Living the Language

Language: At threat of extinction

When a language dies, a specific understanding of the world and a culture formed over centuries dies with it.

Every second week a language dies. It does so after a period of decline, as one speaker after another passes away until, eventually, only a sole keeper of thousands of years of knowledge and culture remains. When that person dies, a civilisation dies with them.

The earth is covered by the territories of some 200 independent states, but the number of nations and languages is far greater: over 6,000. However, only one third of these languages are in constant use and most linguistics scholars agree that by the end of the 21st century around half of today’s languages will be gone – for even if books and writings are preserved, without somebody who knows how to pronounce the words within them they will soon fall out of use.

“It worries me that words are getting lost. Even to me it’s pretty hard since I have nobody to speak fluently with,” says Elizabeth Gravelle, an elder of the Ktunaxa tribe residing in south-western Canada. She is one of only a handful of fluent speakers of the Ktunaxa language, a language related to no other on earth.

Gravelle has compiled a dictionary of the unique language, but even with comprehensive pronunciation guides the peculiar guttural and hissing sounds the language is full of pose a challenge.

Beside Gravelle on the front line of the battle to defend their common language is Marisa Philips. A young mother-to-be, Philips is not a fluent speaker of Ktunaxa, but she is recording the voices of Ktunaxa elders, like Gravelle, for preservation in an online archive.

“A lot of people think that language is just strictly for communication. But I find that language is connected to just about anything that you do. It’s a feeling of community, it’s a feeling of self,” says Philips. “It should definitely be one of the top priorities of a community or of a nation, because once we lose that bit of language, we lose that history of who we are.”

Despite the efforts of committed community members and the utilisation of modern technology, Ktunaxa remains on the list of highly endangered languages compiled by UNESCO, the United Nations Educational, Scientific and Cultural Organisation.

“The bottom line is whether a language is being transmitted to the younger generation,” says Christopher Moseley, a linguistics scholar and the editor-in-chief of the Atlas of the World’s Languages in Danger published by UNESCO. “Everything depends on that. It’s really the basic part of the equation.”

While Philips is committed to teaching the native language to her child, this may prove insufficient.
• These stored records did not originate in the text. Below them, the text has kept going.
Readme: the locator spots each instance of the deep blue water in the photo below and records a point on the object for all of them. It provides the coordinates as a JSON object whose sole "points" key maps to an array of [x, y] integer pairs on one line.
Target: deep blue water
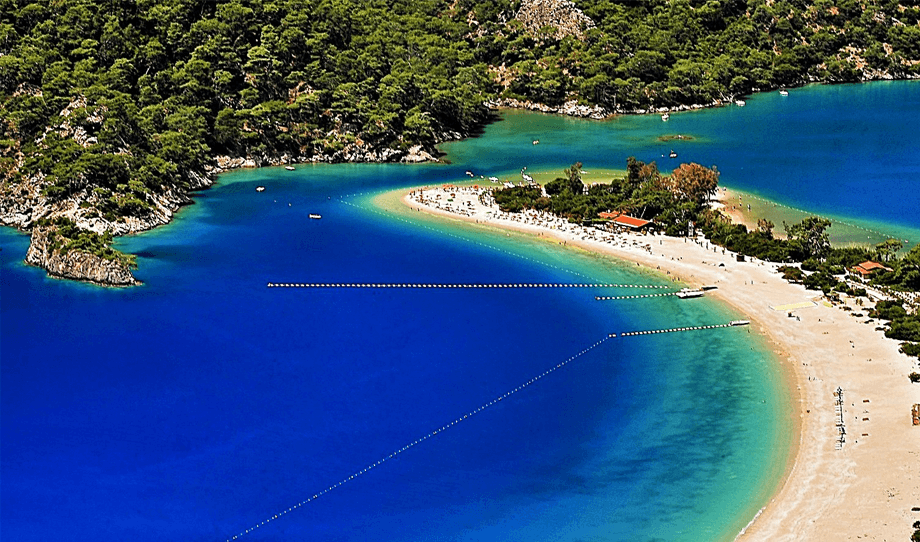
{"points": [[203, 403], [845, 150]]}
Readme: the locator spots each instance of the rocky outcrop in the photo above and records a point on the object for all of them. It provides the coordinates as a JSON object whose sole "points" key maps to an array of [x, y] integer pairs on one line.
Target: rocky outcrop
{"points": [[76, 265], [571, 108], [562, 15]]}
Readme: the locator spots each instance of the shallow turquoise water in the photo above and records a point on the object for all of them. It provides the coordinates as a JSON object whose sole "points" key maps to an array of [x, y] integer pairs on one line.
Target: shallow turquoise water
{"points": [[203, 403]]}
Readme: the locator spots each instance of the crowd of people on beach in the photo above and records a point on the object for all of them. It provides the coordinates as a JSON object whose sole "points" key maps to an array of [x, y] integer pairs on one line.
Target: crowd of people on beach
{"points": [[477, 203]]}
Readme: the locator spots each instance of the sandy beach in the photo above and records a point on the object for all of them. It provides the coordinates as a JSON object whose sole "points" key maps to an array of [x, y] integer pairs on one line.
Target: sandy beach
{"points": [[863, 488]]}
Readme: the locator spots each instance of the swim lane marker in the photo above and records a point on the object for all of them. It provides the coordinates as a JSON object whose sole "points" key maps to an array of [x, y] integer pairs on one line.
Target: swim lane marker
{"points": [[453, 285], [734, 323], [408, 446]]}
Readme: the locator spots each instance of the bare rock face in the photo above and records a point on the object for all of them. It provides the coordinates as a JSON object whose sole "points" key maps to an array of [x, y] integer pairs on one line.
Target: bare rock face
{"points": [[76, 265], [562, 15]]}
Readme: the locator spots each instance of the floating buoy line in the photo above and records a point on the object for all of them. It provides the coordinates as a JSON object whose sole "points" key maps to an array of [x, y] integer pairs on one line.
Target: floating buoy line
{"points": [[611, 297], [733, 323], [498, 399], [410, 445], [393, 216], [467, 285]]}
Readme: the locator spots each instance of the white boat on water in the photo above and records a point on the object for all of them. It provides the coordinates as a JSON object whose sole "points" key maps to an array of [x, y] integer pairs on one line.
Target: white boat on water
{"points": [[687, 293]]}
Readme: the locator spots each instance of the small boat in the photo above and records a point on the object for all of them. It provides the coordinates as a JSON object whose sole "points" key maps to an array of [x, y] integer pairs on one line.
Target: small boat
{"points": [[687, 293]]}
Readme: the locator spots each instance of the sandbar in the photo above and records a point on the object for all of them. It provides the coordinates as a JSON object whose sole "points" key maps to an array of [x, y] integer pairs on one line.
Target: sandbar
{"points": [[863, 488]]}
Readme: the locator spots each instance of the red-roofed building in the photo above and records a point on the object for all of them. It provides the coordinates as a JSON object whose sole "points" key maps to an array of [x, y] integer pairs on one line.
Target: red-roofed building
{"points": [[866, 268], [623, 220]]}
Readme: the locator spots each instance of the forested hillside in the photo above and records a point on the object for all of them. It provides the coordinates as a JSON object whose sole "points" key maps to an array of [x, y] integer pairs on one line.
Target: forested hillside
{"points": [[111, 111]]}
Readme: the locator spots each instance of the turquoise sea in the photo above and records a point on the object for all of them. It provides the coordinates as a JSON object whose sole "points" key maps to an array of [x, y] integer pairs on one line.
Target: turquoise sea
{"points": [[203, 403]]}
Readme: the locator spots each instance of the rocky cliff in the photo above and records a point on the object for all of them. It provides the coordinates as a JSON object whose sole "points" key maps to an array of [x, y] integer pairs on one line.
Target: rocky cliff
{"points": [[562, 15], [75, 264]]}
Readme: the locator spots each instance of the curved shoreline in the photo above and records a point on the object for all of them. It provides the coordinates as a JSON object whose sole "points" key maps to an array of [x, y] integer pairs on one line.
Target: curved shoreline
{"points": [[868, 486]]}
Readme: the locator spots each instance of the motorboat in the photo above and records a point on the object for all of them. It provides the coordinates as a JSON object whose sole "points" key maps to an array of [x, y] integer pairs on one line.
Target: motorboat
{"points": [[688, 293]]}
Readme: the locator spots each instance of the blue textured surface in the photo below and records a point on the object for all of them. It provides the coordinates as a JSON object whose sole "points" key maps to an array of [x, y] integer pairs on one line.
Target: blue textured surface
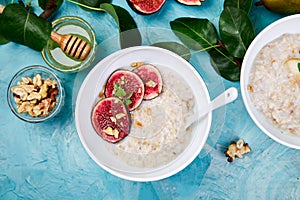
{"points": [[47, 160]]}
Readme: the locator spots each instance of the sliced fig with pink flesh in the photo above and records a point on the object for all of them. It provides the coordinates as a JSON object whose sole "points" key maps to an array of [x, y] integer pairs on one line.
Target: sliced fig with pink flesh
{"points": [[111, 120], [146, 6], [127, 86], [191, 2], [152, 80]]}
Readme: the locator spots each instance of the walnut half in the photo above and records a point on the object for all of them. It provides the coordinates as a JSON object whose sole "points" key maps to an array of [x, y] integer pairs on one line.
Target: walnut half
{"points": [[236, 150], [35, 96]]}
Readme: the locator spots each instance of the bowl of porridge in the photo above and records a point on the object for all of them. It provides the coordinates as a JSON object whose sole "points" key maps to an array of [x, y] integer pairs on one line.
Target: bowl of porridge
{"points": [[155, 142], [270, 81]]}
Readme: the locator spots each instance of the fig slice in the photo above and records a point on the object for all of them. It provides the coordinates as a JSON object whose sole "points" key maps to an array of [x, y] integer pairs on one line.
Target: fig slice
{"points": [[111, 120], [146, 6], [191, 2], [152, 80], [127, 86]]}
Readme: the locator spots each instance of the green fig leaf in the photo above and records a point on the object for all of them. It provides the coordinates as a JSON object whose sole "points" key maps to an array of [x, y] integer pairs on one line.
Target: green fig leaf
{"points": [[197, 34], [43, 3], [241, 4], [175, 47], [23, 27], [93, 3], [129, 34], [3, 40], [224, 64], [236, 31]]}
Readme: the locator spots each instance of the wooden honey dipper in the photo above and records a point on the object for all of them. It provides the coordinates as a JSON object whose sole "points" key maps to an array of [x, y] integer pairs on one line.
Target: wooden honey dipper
{"points": [[72, 45]]}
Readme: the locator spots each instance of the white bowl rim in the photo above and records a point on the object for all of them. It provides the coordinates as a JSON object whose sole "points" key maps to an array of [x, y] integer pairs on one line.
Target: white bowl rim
{"points": [[155, 173], [284, 139]]}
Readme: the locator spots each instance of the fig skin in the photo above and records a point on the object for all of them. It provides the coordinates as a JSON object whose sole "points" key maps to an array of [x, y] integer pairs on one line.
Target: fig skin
{"points": [[190, 2], [144, 6], [132, 84], [152, 79], [111, 113]]}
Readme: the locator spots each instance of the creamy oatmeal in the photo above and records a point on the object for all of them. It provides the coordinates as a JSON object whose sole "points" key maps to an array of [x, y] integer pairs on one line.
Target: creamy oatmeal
{"points": [[157, 135], [274, 83]]}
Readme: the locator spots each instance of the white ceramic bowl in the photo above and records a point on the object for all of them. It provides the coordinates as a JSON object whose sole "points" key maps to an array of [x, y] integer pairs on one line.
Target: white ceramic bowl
{"points": [[288, 24], [88, 96]]}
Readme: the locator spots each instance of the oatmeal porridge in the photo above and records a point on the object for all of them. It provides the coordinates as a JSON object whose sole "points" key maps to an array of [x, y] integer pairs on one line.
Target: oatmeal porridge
{"points": [[274, 83]]}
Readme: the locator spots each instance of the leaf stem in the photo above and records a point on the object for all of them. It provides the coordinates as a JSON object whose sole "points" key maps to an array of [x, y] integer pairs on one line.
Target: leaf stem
{"points": [[85, 6]]}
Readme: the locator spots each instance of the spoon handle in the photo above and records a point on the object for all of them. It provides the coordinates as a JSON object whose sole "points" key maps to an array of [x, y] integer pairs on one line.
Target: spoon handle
{"points": [[224, 98]]}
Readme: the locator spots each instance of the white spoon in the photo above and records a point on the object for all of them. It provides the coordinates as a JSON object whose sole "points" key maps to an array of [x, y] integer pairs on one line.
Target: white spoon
{"points": [[224, 98]]}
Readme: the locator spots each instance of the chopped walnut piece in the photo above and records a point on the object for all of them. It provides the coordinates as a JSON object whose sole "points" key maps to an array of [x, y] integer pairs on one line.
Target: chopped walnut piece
{"points": [[35, 96], [236, 150]]}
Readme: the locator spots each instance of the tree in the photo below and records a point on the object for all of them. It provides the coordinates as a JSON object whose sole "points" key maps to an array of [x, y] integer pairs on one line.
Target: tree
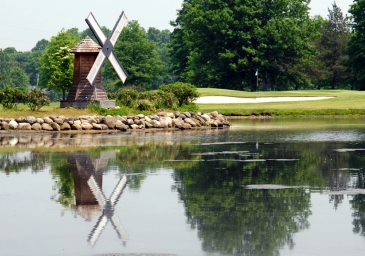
{"points": [[356, 46], [11, 73], [139, 57], [162, 39], [333, 46], [227, 41], [57, 63]]}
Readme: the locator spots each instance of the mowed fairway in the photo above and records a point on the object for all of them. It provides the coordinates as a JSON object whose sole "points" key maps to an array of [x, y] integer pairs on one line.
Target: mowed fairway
{"points": [[344, 102]]}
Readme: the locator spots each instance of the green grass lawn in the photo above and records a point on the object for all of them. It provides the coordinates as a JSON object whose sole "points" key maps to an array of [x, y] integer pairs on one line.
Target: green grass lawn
{"points": [[346, 103]]}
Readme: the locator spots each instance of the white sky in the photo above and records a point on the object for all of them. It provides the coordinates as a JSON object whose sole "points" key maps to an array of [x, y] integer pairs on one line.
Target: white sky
{"points": [[24, 22]]}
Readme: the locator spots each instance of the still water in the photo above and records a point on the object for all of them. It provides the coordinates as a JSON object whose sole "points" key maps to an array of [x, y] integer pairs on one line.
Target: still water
{"points": [[262, 187]]}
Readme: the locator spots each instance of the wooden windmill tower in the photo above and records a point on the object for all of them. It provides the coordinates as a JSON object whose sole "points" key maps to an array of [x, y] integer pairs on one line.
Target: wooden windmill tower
{"points": [[87, 85]]}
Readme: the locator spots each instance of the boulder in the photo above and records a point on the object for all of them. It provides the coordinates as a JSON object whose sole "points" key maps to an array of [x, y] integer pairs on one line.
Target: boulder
{"points": [[13, 125], [110, 122], [86, 126], [31, 119], [65, 126], [47, 127], [55, 126], [36, 127], [121, 126], [24, 126]]}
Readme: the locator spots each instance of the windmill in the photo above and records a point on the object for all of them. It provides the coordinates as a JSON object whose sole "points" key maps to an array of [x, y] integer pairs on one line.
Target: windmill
{"points": [[107, 44], [87, 83], [108, 207]]}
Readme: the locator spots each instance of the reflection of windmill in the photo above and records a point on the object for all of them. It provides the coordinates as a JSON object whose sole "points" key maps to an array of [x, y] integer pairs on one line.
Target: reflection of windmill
{"points": [[107, 206]]}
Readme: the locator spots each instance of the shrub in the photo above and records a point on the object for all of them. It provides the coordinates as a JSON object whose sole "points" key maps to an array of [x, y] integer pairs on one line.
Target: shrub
{"points": [[10, 97], [36, 99], [161, 99], [145, 105], [185, 93], [126, 97]]}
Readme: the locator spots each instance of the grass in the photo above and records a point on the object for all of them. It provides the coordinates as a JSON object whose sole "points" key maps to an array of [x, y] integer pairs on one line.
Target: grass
{"points": [[344, 103]]}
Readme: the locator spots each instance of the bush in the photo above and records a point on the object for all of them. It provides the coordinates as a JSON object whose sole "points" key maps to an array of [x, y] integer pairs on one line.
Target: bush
{"points": [[10, 97], [36, 99], [126, 97], [185, 93], [161, 99]]}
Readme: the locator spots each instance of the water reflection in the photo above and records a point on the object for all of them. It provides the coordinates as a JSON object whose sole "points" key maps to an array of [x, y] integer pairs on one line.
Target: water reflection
{"points": [[211, 173]]}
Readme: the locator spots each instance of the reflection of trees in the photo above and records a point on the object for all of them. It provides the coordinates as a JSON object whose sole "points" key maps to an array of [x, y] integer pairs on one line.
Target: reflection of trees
{"points": [[22, 161], [231, 219]]}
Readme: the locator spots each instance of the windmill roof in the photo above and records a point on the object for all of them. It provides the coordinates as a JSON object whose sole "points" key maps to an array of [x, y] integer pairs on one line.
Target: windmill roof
{"points": [[86, 45]]}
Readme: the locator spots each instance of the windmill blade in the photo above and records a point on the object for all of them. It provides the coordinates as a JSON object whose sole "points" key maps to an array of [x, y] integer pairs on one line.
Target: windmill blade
{"points": [[97, 191], [117, 224], [96, 68], [119, 69], [121, 23], [95, 233], [118, 190], [95, 28]]}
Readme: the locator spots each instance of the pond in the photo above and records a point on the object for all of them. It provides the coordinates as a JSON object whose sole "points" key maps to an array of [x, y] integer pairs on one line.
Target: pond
{"points": [[261, 187]]}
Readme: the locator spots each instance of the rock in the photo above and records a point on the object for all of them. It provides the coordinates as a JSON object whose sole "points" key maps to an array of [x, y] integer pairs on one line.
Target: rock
{"points": [[110, 122], [47, 120], [58, 121], [206, 117], [156, 124], [13, 125], [86, 126], [31, 119], [214, 114], [196, 121], [187, 114], [178, 122], [36, 127], [134, 126], [190, 121], [24, 126], [104, 127], [97, 126], [20, 119], [4, 125], [76, 126], [39, 121], [55, 126], [121, 126], [65, 127], [47, 127], [148, 125]]}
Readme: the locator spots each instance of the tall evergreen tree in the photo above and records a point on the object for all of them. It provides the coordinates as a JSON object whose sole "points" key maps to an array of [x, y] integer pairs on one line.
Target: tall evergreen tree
{"points": [[356, 46], [222, 43], [333, 46]]}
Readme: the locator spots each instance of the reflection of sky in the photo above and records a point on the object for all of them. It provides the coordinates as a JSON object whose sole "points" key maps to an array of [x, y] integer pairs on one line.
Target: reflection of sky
{"points": [[330, 231], [153, 217]]}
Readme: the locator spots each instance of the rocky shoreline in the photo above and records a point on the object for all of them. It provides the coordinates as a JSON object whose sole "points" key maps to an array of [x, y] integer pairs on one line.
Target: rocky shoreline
{"points": [[161, 120]]}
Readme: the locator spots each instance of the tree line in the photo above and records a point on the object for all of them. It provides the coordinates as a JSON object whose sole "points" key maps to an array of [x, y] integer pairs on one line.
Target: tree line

In addition to this type of grassroots activism, preserving a language is dependent upon a number of factors – many of which revolve around access to funding and the opportunity to generate publicity.

A colonial legacy

The area where the Ktunaxa reside is one of the main hot spots where the rate of language extinction is particularly alarming. Aside from North America, there are also concerns about dying languages in South America and – most of all – Australia.

In Australia, many would argue that the lingual decline is already a done deal. Prior to colonisation by the British, the continent was home to around 250 indigenous languages. Today, there are only 20 in constant use.

And the legacy of colonialism is a thread that runs through all of the especially endangered languages – for each belongs to a nation subjected to the influence of European colonial powers during recent centuries.

Colonial administrations seeking to unify the territory under their control needed a common administrative language. That, according to Moseley, usually included a common education system and featured the exclusion of anything indigenous.

But language extinction is in no way an entirely modern or post-colonial phenomenon. Languages have always come and gone – just as nations and civilisations have come to power, been assimilated or faced defeat over the centuries.

What is new, however, is the massive rate at which languages around the world are losing their speakers.

Resuscitation

But it is possible to resuscitate a language. The most prominent example of this is Hebrew. The Jewish tongue went from being a dead liturgical language, comparable to Latin, to the native language of millions of people.

This process did not happen overnight. With a great amount of effort and funds invested in education and awareness-raising, the language was revived over the course of a century.

But there are also examples of languages proving much harder to elevate, even when the full weight of a European government is thrown behind it.

In the Republic of Ireland, the Irish language is the country’s first official language and a mandatory subject in the education system. Despite this, according to official census statistics, the majority of the country’s citizens never speak it outside of school.

Only some 50,000 people out of a total population of 4.6 million speak Irish on a daily basis. The reasons for this are hard to pin down, but Moseley believes it has something to do with the way the language is taught in schools.

“It was taught in the same way as Latin – a dead language,” Moseley explains. “If one language is considered dead, then in your subconscious, even though it’s the language of your island, it becomes a dead, remote language from a distant time as well.”

Today, thousands of nations and communities around the world struggle to keep their languages alive. Most of them are unlikely to succeed. Apart from a few exceptions, national and provincial governments do not place the preservation of indigenous languages high on their agendas.

When a language dies, a specific understanding of the world and in many cases a culture formed throughout centuries and even millennia dies with it.

But the individuals and communities featured in the Living the Language series serve as proof that much can be done to preserve dying languages by the people on the ground.

“You don’t lose your language because somebody has taken it away,” says Sophie Pierre, a former chief of the Ktunaxa nation. “You lose it when you refuse to pick it up yourself.”